M.Villeneuve: L'une des plus belles pages du sport canadien dans l’un de ses plus tristes chapitres…

Christine Sinclair (Reuters)


Le soccer féminin nous a offert un après-midi magique aux Jeux de Londres.

D'abord, les Françaises et les Chinoises nous ont tenus sur le bout de nos sièges avec un spectacle axé sur l'attaque. Les Japonaises doivent remercier le ciel pour leur qualification à la finale olympique, car elle n'ont fait que se défendre face à des Françaises décidées à éliminer les championnes en titre.

Pauvre Élise Bussaglia qui aura sans doute beaucoup de difficultés à trouver le sommeil après avoir raté un penalty à la 78e minute de jeu qui aurait égalé la marque 2-2 et ajouté une pression supplémentaire aux Japonaises. Mais pareille domination ne rime pas toujours avec victoire et les Françaises l'ont appris à leurs dépens en s'inclinant 2-1.

Pour bien illustrer l'intensité du duel Canada-USA lors de l'autre demi-finale, je tempêtais à chaque fois qu'on interrompait la retransmission de la rencontre pour suivre la progression d'Alexandre Despatie en préliminaires au tremplin de 3 mètres. Désolé Alex...

Les Canadiennes incapables de battre les Américaines depuis 2001, battues 23 fois en 27 parties, surclassées 63-17 au chapitre des buts et blanchies en 14 occasions ont poussé l'équipe numéro UN au monde dans les câbles. Trois fois les Canadiennes ont réussi à prendre les devants dans le match grâce à Christine Sinclair, la meilleure joueuse au monde, mais les Américaines n'ont jamais abandonné, revenant de l'arrière à chaque fois, la dernière sur un penalty d'Abby Wambach.

Imaginez l'ampleur de l'exploit; marquer trois buts en demi-finale olympique sur la pelouse du mythique Old Trafford, domicile du Manchester United. Bien marquée par ses adversaires, Christine n'a touché au ballon que trois fois en temps règlementaire et elle a réussi à le rediriger derrière la grande Hope Solo. Le feu dans les yeux de Sinclair n'est pas sans nous rappeler celui du Rocket Richard. Cet exploit de Sinclair n'est pas couronné d'une médaille d'or, mais il fait maintenant partie des plus grands moments de l'histoire sportive canadienne.

Mais ce qui devait s'inscrire comme l'un des plus grands moments de l'histoire du sport canadien le sera dans l'un des chapitres les plus tristes. Les Canadiennes étaient à 15 secondes d'une décision en penaltys, mais elles accordent un but dans les arrêts de jeu après les deux périodes de prolongation sur une tête de l'excellente Alex Morgan, la meilleure joueuse dans le camp des Américaines.

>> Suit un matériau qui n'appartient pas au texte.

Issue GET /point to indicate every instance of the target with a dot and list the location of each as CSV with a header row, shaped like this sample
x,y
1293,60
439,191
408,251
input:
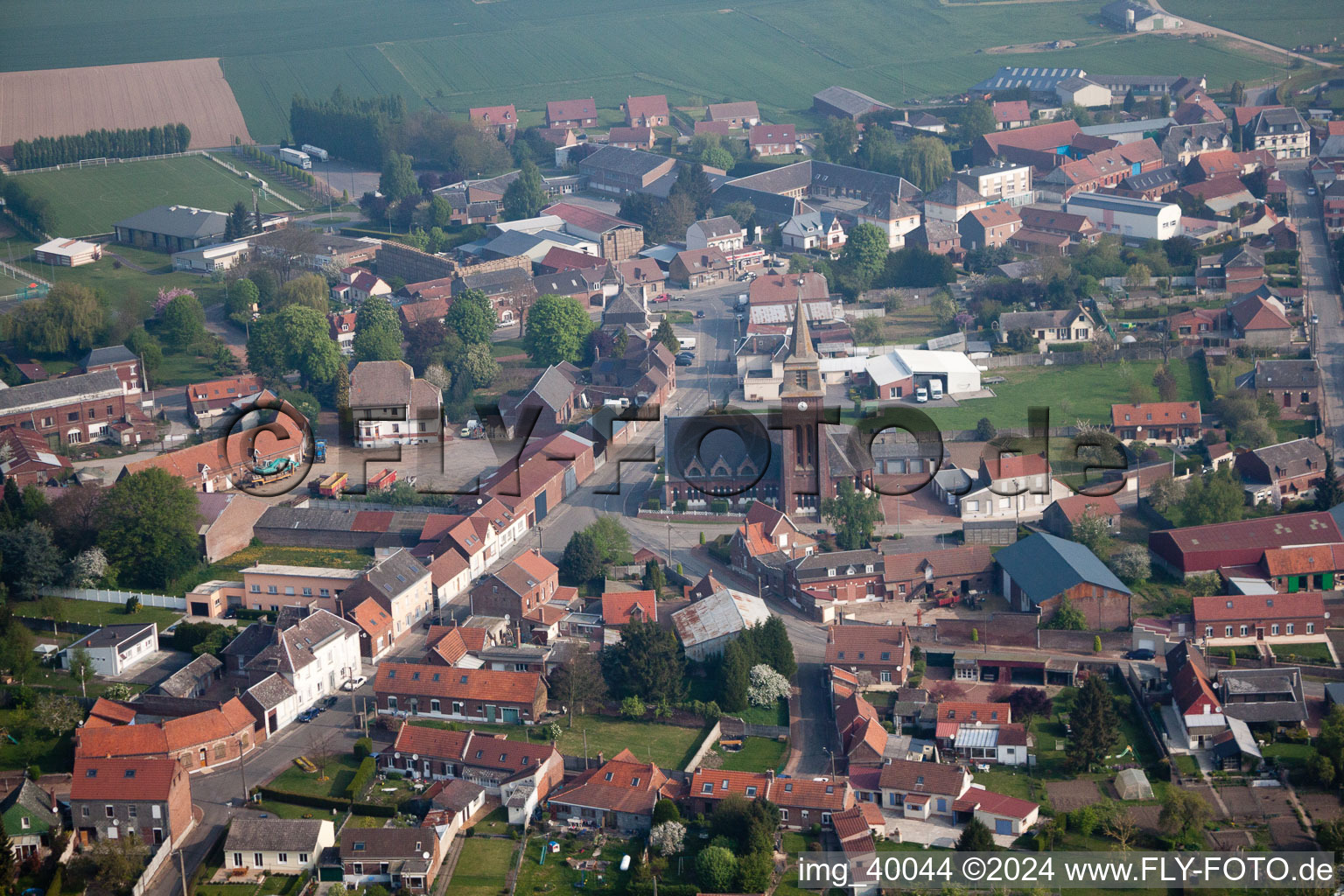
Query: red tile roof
x,y
478,684
1155,414
124,778
617,606
1260,606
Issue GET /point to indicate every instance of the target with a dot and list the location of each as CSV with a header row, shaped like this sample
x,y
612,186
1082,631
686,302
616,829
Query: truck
x,y
332,485
275,471
296,158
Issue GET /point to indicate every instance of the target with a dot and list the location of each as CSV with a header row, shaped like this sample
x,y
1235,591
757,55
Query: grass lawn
x,y
100,612
228,567
1312,652
339,774
1070,393
90,200
483,866
556,876
669,746
757,754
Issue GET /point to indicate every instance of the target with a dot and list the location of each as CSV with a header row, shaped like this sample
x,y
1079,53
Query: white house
x,y
277,845
1135,220
113,649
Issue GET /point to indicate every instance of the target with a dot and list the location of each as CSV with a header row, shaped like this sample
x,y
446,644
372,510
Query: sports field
x,y
90,200
454,54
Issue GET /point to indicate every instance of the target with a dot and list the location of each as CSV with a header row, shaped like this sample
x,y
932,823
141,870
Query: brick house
x,y
990,226
571,113
460,695
110,797
1042,570
917,575
391,856
647,112
619,794
1256,617
1288,471
1292,384
882,652
696,268
1060,516
1156,422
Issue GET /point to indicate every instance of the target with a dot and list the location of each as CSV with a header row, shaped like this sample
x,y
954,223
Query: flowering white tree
x,y
668,837
766,687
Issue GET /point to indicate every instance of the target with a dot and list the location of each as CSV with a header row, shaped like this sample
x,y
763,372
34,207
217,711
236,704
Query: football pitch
x,y
89,200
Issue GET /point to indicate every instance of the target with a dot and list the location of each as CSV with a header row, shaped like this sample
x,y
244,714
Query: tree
x,y
378,336
854,514
734,677
668,837
1095,724
148,528
863,256
1166,494
715,870
480,366
578,682
1329,492
767,687
58,713
556,331
1183,815
975,838
581,562
80,669
526,196
647,662
472,318
398,178
29,560
1092,532
1130,564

L'expression "défaite crève-cœur" prend tout son sens aujourd'hui pour les Françaises et les Canadiennes sur les pelouses olympiques de soccer. Mais cette défaite pour les nôtres a quand même des allures de victoire puisque jamais autant de Canadiens et de Canadiennes auront vibré pour le soccer féminin, qui en sort grandi.

Nos filles méritent toute notre admiration avec leur déconfiture au dernier mondial féminin alors qu'elles ont terminé au tout dernier rang. Le nouveau sélectionneur John Herdman a accompli un boulot remarquable en remettant la barque canadienne à flots. Le talent était là, mais les joueuses n'y croyaient plus. Il lui a fallu une approche psychologique exceptionnelle pour en arriver là!

Reste à savoir maintenant qui du Canada ou de la France se remettra de ce revers. On le saura jeudi, lors du match pour la médaille de bronze.